Following the last Ice age, Wales became roughly the shape it is today by about 8000 BC and was inhabited by Mesolithic hunter-gatherers. The earliest farming communities are now believed to date from about 4000 BC, marking the beginning of the Neolithic period. This period saw the construction of many chambered tombs, the most notable including Bryn Celli Ddu and Barclodiad y Gawres on Anglesey.

Metal tools first appeared in Wales about 2500 BC, initially copper followed by bronze. The climate during the Early Bronze Age (c. 2500-1400 BC) is thought to have been warmer than at present, as there are many remains from this period in what are now bleak uplands. The Late Bronze Age (c. 1400-750 BC) saw the development of more advanced bronze implements. Much of the copper for the production of bronze probably came from the copper mine on the Great Orme, where prehistoric mining on a very large scale dates largely from the middle Bronze Age.

The earliest iron implement found in Wales is a sword from Llyn Fawr at the head of the Rhondda Valley, which is thought to date to about 600 BC. The Iron Age saw the building of hillforts which are particularly numerous in Wales, examples being Pen Dinas near Aberystwyth and Tre'r Ceiri on the Lleyn peninsula. A particularly significant find from this period was made in 1943 at Llyn Cerrig Bach on Anglesey, when the ground was being prepared for the construction of a Royal Air Force base. The cache included weapons, shields, chariots along with their fittings and harnesses, and slave chains and tools. Many had been deliberately broken and seem to have been votive offerings.

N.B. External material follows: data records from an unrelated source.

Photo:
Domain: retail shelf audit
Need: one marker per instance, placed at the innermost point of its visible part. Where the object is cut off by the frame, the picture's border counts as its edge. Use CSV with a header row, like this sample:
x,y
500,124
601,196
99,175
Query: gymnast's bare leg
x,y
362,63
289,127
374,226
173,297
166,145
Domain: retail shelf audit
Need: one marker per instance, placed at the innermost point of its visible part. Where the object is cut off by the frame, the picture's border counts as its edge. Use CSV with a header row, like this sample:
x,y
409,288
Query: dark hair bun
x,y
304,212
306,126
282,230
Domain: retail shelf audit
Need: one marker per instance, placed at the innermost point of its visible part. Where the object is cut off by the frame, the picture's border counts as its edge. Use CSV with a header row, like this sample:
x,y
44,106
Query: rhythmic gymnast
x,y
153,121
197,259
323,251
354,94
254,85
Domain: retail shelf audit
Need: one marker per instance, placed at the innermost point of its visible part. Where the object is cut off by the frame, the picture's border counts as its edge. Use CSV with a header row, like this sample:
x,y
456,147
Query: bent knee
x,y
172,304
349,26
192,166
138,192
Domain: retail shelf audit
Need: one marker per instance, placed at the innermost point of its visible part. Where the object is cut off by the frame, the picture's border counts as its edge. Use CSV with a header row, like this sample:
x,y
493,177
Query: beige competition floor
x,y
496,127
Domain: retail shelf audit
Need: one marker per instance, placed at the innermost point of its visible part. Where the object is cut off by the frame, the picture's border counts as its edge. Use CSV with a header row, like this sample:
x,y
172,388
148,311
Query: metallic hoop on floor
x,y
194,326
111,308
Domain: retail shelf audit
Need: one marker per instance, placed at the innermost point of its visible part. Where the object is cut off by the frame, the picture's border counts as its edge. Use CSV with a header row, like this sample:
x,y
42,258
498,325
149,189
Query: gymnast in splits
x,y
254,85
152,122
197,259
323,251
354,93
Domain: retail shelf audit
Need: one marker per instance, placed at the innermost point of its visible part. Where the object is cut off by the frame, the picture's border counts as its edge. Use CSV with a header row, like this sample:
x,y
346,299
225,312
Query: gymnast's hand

Traditionally, historians have believed that successive waves of immigrants brought different cultures into the area, largely replacing the previous inhabitants, with the last wave of immigrants being the Celts. However, some studies of population genetics now suggest that this may not be true, and that the introduction of Celtic language in the Bronze Age may have been a result of immigration on a smaller scale.